Nach ein paar Minuten schaffte sie es, ihre Finger so weit zu beruhigen, dass sie eine E-Mail an ihren Mann schreiben konnte: „Es steht dir schlecht. Ich möchte, dass du nach Hause kommst.“
In den folgenden Tagen suchte Kari Hilfe. Sie rief ihre Hebamme an. Sie rief ihren Therapeuten an. Sie sagte ihrem Mann, er solle sie nicht mit ihren Kindern allein lassen. Ihr wurde Zoloft verschrieben und sie begann mit der Einnahme. In den ersten paar Tagen schluchzte sie unkontrolliert und es war schrecklich. Und dann, nach fünf Tagen, wurde ihr klar, dass sich etwas verändert hatte. Sie merkte, dass es ihr wieder besser ging.
„Ich habe immer noch keine Ahnung, was an diesem Tag über mich gekommen ist. Was ich getan habe, war nicht in Ordnung und wird nie wieder in Ordnung sein. Es war so falsch“, erklärte sie mir, als wir drei Monate später an einem Donnerstagmorgen auf dem Boden des Schlafzimmers ihrer Tochter saßen.
„Es war erschreckend und verrückt. Wenn man so wütend ist, ist es völlig unkontrollierbar. Ich kann mir gut vorstellen, wie Mütter ihre Minivans ins Meer fahren oder ihre Kinder in der Badewanne ertränken. Alle Knöpfe wurden gedrückt, und die Babys, die weinten, die Kinder, die jammern, und die Spielsachen, die kaputt gingen – all diese normalen Dinge für Mütter – haben Ihre Nerven zu Brei zerschlagen.

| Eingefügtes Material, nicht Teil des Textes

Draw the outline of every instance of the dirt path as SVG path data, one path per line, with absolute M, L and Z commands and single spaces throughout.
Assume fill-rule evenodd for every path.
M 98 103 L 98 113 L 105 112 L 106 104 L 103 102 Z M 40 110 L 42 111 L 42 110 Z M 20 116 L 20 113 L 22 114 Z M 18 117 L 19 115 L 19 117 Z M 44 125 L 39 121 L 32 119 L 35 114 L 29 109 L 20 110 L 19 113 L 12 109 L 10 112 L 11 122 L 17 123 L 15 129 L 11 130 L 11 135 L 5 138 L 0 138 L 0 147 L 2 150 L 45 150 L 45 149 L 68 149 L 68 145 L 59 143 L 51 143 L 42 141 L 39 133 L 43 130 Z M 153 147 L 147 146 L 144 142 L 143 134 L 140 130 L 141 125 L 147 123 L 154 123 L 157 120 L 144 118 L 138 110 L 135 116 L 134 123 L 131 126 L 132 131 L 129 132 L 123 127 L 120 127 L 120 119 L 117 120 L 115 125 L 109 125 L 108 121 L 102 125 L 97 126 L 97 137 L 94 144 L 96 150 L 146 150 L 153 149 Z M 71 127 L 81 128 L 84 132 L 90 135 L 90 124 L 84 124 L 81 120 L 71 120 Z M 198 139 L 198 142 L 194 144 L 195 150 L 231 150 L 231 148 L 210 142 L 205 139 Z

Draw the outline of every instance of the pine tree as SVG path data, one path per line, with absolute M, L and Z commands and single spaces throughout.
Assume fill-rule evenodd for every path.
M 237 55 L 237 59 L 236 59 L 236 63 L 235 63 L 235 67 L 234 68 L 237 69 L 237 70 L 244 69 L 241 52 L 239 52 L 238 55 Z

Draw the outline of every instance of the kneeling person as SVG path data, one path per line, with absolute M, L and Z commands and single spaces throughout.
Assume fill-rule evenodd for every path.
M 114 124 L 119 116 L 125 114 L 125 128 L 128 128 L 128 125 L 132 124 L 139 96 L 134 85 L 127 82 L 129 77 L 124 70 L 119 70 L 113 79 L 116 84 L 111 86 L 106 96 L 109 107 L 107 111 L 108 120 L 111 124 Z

Und an diesem Punkt ist alles möglich. Und das ist absolut der Fall.“ erschreckend.“
Bis heute weiß Kari immer noch nicht, ob es Hormone, ein chemisches Ungleichgewicht, eine postnatale Schwangerschaft oder ADHS waren, auf die sie derzeit getestet wird. Sie hat eine Vorgeschichte von Angstzuständen und hat in ihrem Leben einige Panikattacken erlebt. Dennoch konnte sie größtenteils so weitermachen wie alle anderen.
Aber an manchen Tagen ist es so mühsam, frustrierend und überwältigend, drei kleine, bedürftige Kinder zu bemuttern, dass es sich anfühlt, als würde ihre Welt zusammenbrechen. Und an diesem schrecklichen Morgen verschlimmerten sich diese normalen Mutterfrustrationen zu einem schrecklichen, monströsen Feuer, das wütend in ihrer Brust brannte – eine Wut, die sie nicht länger kontrollieren konnte.
„Ich konnte nicht weglaufen. Ich bin eine Mutter, die zu Hause bleibt und drei kleine Kinder hat. Ich konnte nirgendwo hingehen“, erinnert sie sich.
Als Freundin von Kari kann ich Ihnen Folgendes sagen: Sie ist sanftmütig und bescheiden. Sie ist eine Christin. Wenn man sie trifft, wirkt sie entspannt und bodenständig. Sie gibt ihre Fehler zu und ist lustig. Sie scheint geduldig und sanft mit ihren Kindern umzugehen.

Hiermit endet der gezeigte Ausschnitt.